With this ominous speech in 2008’s Taken, actor Liam Neeson completely altered his Hollywood persona from a serious dramatic actor to a bona fide action star. A surprise package, Taken was an unexpected hit at the box office. As retired CIA agent Bryan Mills, Neeson has only four days to track down his daughter, Kim, after she is kidnapped by Albanian human traffickers in Paris.

Using guns, knives, fists, torture and electricity, Neeson destroys 35 bad guys during the course of the movie. Taken is a bloody, violent affair which doesn’t attempt to hide the outcomes of combat, and I really enjoyed it.

Of course, a hit movie pretty much guarantees a sequel, and in the immortal words of Bruce Willis’ John McClane  in Die Hard 2, “How can the same s**t happen to the same guys twice?” Well, Willis is now onto his fifth Die Hard film and last week, Neeson returned to the silver screen as Bryan Mills in Taken 2.

Unfortunately, if like me you prefer your brawn to come with brains, you’ll be disappointed with Taken 2 as it’s possibly one of the most stupid films of the year.

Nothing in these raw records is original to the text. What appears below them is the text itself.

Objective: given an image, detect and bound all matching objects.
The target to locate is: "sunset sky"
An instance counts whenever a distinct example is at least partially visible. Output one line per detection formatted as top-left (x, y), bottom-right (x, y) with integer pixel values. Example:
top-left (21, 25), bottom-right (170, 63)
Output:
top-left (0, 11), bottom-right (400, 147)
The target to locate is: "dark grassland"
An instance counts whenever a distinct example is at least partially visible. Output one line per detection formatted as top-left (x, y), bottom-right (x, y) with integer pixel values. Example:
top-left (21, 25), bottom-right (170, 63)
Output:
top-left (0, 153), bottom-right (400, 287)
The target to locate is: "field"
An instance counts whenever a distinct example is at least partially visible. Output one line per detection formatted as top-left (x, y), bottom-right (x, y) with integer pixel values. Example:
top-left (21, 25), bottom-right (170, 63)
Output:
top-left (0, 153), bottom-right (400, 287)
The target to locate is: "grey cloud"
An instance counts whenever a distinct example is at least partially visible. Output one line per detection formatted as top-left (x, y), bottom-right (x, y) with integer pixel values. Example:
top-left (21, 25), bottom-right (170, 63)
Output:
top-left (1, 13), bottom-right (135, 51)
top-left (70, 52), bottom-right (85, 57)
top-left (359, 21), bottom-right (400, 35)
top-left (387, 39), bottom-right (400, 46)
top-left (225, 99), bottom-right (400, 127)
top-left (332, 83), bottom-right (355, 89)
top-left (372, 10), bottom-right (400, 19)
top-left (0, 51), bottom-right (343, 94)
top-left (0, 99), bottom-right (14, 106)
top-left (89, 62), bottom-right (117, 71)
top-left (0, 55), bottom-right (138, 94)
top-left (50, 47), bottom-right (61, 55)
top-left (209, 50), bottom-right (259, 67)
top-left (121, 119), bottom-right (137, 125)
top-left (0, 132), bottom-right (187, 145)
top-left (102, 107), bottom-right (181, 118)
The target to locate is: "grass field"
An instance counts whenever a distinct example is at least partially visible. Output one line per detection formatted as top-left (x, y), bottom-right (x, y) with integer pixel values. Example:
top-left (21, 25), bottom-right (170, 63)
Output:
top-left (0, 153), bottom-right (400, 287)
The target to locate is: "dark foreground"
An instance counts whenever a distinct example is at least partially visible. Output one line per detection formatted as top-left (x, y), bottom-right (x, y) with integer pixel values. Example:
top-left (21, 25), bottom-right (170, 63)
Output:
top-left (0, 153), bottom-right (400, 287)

This time, Neeson takes his ex-wife and daughter (Famke Janssen and Maggie Grace, reprising their roles from the original) to Istanbul where they are targeted by the revenge seeking relatives of the deceased Albanians from the first film, led by Rade Serbedzija (best known for playing Dmitri Gredenko in season 6 of 24 and numerous other eastern European baddies).

Vengeful relatives travelling to improbable locations in a movie sequel? That would be the plot of the craptastic Jaws: The Revenge (1987) stolen wholesale. In fact, I think I’d rather watch Michael Caine make a shark explode by hitting it with a boat than watch Taken 2 again.

As an insult to intelligent Albanian human traffickers everywhere, the film also utilises the ridiculous plot conceit from the original camp Batman TV series. With known lethal weapon Neeson captured and tied up with his ex-wife in a basement, the villains reveal their plans, set up a death trap for the pair and happily leave them to escape.

Rubbing salt into our wounds, to broaden the potential audience, the violence has been toned down to an M rating, alienating the action movies fans who championed the original in the first place.

Neeson turned 60 this year, which surely makes him eligible for membership in The Expendables. Despite this, Taken 3 seems inevitable. In the meantime, go and see Looper instead, or better still, rewatch the original.